Verifying the Hilali conjecture up to formal dimension twenty (Q777241)

A simply-connected CW-complex \(X\) is \emph{rationally elliptic} if \[ \dim \pi_*(X)\otimes \mathbb Q < \infty\text{ and }\dim H^*(X;\mathbb Q) < \infty. \] In his 1990 thesis, M.R. Hilali posed the following conjecture, now a classical one in rational homotopy theory. The Hilali Conjecture: If \(X\) is a simply-connected rationally elliptic CW-complex, then \[ \dim \pi_*(X)\otimes \mathbb Q \leq \dim H^*(X;\mathbb Q). \] For many families of rationally elliptic spaces, the conjecture is known to be true. However, the general case is still an open problem at the time of writing these lines -- no counterexamples exist. The paper under review verifies that the Hilali Conjecture holds in any rationally elliptic space of formal dimension at most \(20\). The formal dimension of a space \(X\) with finite dimensional cohomology is the largest \(n\) such that \(H^n(X;\mathbb Q) \neq 0.\) The verification involves calculations with computer software.
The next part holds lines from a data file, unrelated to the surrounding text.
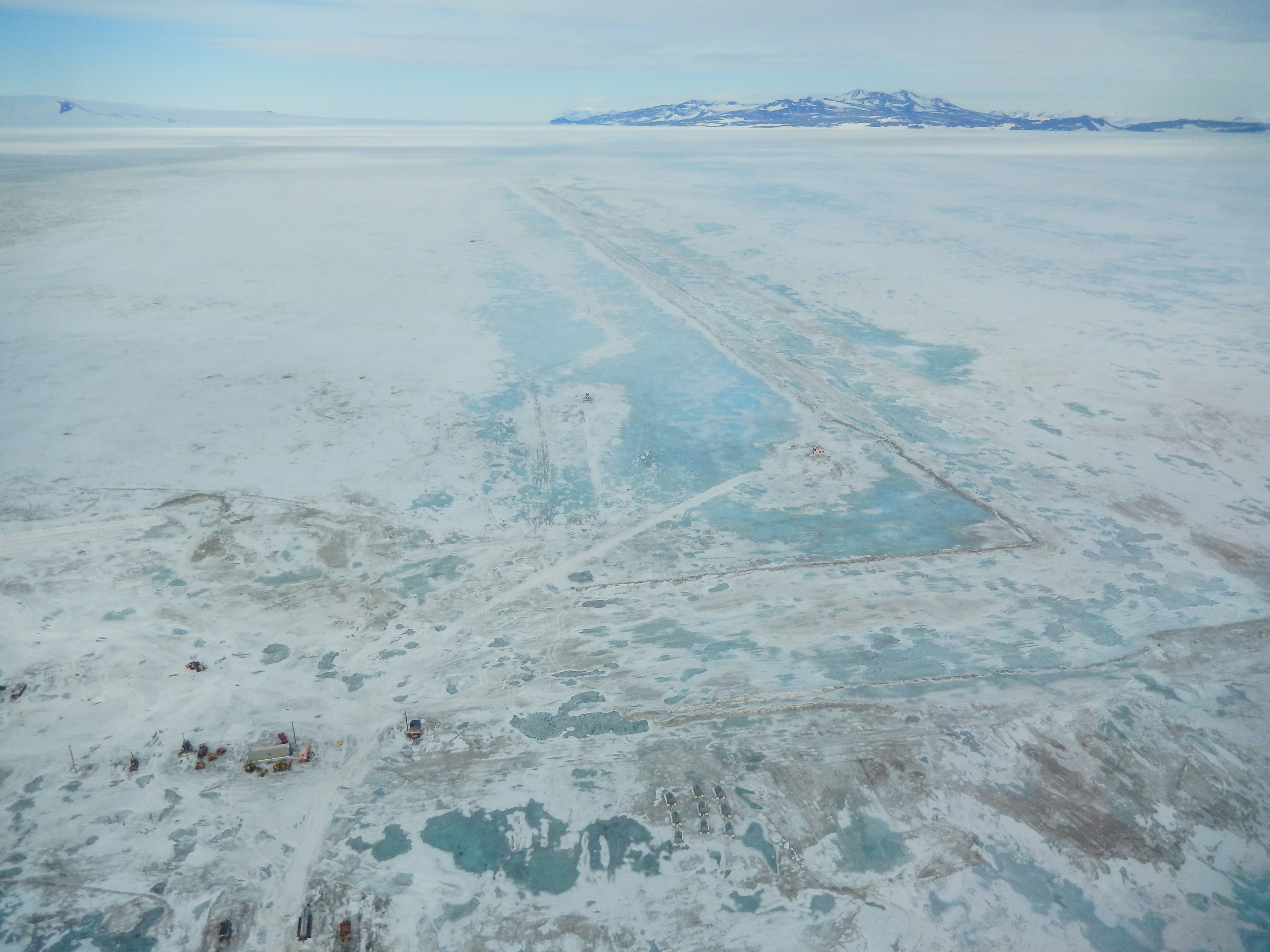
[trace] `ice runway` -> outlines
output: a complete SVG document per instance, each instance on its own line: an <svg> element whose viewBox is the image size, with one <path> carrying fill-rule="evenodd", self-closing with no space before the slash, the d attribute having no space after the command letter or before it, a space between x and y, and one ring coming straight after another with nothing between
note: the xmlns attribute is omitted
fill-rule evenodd
<svg viewBox="0 0 1270 952"><path fill-rule="evenodd" d="M1260 948L1266 149L5 132L5 941Z"/></svg>

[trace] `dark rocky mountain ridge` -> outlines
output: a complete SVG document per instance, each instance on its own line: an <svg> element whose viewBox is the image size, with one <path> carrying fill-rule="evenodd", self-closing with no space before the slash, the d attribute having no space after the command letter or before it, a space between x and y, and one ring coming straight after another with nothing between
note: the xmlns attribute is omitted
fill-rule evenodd
<svg viewBox="0 0 1270 952"><path fill-rule="evenodd" d="M1068 132L1086 129L1157 129L1194 126L1214 132L1264 132L1270 124L1261 122L1227 122L1222 119L1171 119L1115 126L1093 116L1033 117L999 112L980 113L963 109L946 99L919 96L902 89L898 93L874 93L862 89L841 96L804 96L777 99L771 103L707 103L688 100L674 105L653 105L646 109L612 113L566 113L551 121L558 126L845 126L923 128L947 126L959 128L1035 129Z"/></svg>

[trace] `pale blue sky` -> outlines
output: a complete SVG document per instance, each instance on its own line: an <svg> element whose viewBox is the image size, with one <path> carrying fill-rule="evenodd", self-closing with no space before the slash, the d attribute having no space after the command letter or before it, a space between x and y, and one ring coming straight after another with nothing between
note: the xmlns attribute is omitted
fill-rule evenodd
<svg viewBox="0 0 1270 952"><path fill-rule="evenodd" d="M0 0L0 94L306 116L906 88L978 109L1270 118L1266 0Z"/></svg>

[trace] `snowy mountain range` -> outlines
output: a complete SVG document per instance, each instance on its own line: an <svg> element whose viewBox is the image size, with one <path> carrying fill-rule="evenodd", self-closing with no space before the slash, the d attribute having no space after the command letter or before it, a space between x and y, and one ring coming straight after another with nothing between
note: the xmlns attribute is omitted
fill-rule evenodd
<svg viewBox="0 0 1270 952"><path fill-rule="evenodd" d="M1008 126L1015 129L1073 131L1128 129L1154 132L1163 128L1195 126L1215 132L1265 132L1270 124L1261 122L1226 122L1220 119L1171 119L1115 126L1092 116L1033 116L1029 113L980 113L963 109L946 99L914 95L907 89L898 93L870 93L855 89L841 96L804 96L777 99L771 103L706 103L690 100L677 105L654 105L630 112L572 112L551 121L556 126L892 126L923 128L954 126L991 128Z"/></svg>

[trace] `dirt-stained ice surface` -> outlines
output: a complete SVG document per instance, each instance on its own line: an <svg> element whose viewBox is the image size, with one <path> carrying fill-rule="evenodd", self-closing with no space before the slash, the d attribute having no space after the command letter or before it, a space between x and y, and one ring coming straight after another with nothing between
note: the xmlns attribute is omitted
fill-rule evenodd
<svg viewBox="0 0 1270 952"><path fill-rule="evenodd" d="M0 942L1270 948L1267 152L5 132Z"/></svg>

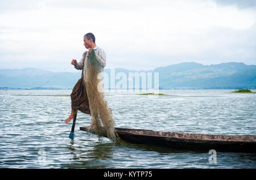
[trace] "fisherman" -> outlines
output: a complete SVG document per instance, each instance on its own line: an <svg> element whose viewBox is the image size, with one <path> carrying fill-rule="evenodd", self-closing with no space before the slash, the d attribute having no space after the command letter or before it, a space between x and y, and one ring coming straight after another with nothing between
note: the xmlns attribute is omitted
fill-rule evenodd
<svg viewBox="0 0 256 180"><path fill-rule="evenodd" d="M97 61L100 65L101 71L103 72L104 68L106 66L106 54L105 52L97 46L95 44L95 36L92 33L88 33L84 36L84 45L88 51L85 51L80 62L77 62L76 59L72 59L71 65L77 70L82 70L81 78L73 88L71 95L71 114L65 120L65 123L68 123L73 117L75 111L79 110L80 112L90 114L88 97L87 96L86 87L83 81L86 81L86 61L88 59L89 54L92 52L92 49L95 52ZM112 113L111 109L110 109Z"/></svg>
First, a theorem of \textit{J. B. Friedlander} and \textit{S. Halperin} [Invent. Math. 53, 117--133 (1979; Zbl 0396.55010)] characterizes exactly what sequences of integers \(\{n_i\}\) occur as non-trivial rational vector spaces \(\pi_{n_i}(X)\otimes \mathbb Q\), for \(X\) a rationally elliptic space, in terms of a purely arithmetic condition satisfied among the integers of the given family. A sequence of integers \(\{n_i\}\) realizing the rational homotopy groups of some elliptic space does not determine the rational homotopy type of such a space, though. Typically, there will be many distinct rational homotopy types for such a given family; these distinct types have to be classified ``by hand''. \textit{O. Nakamura} and \textit{T. Yamaguchi} [Kochi J. Math. 6, 9--28 (2011; Zbl 1247.55007)] developed some software that computes the sequences of integers satisfying the Friedlander-Halperin condition up to a given dimension, and they used it to verify the Hilali Conjecture for spaces of formal dimension up to \(16\). The authors of the present paper provide a series of ad hoc results and simplification arguments that, when incorporated to the mentioned software and combined with some other computations they do, allow them to tell apart the distinct rational homotopy types of elliptic spaces of formal dimension up to 20 and verify the Hilali Conjecture on them. Along the way, the authors simplify arguments and correct some statements in some of the previous papers in the literature.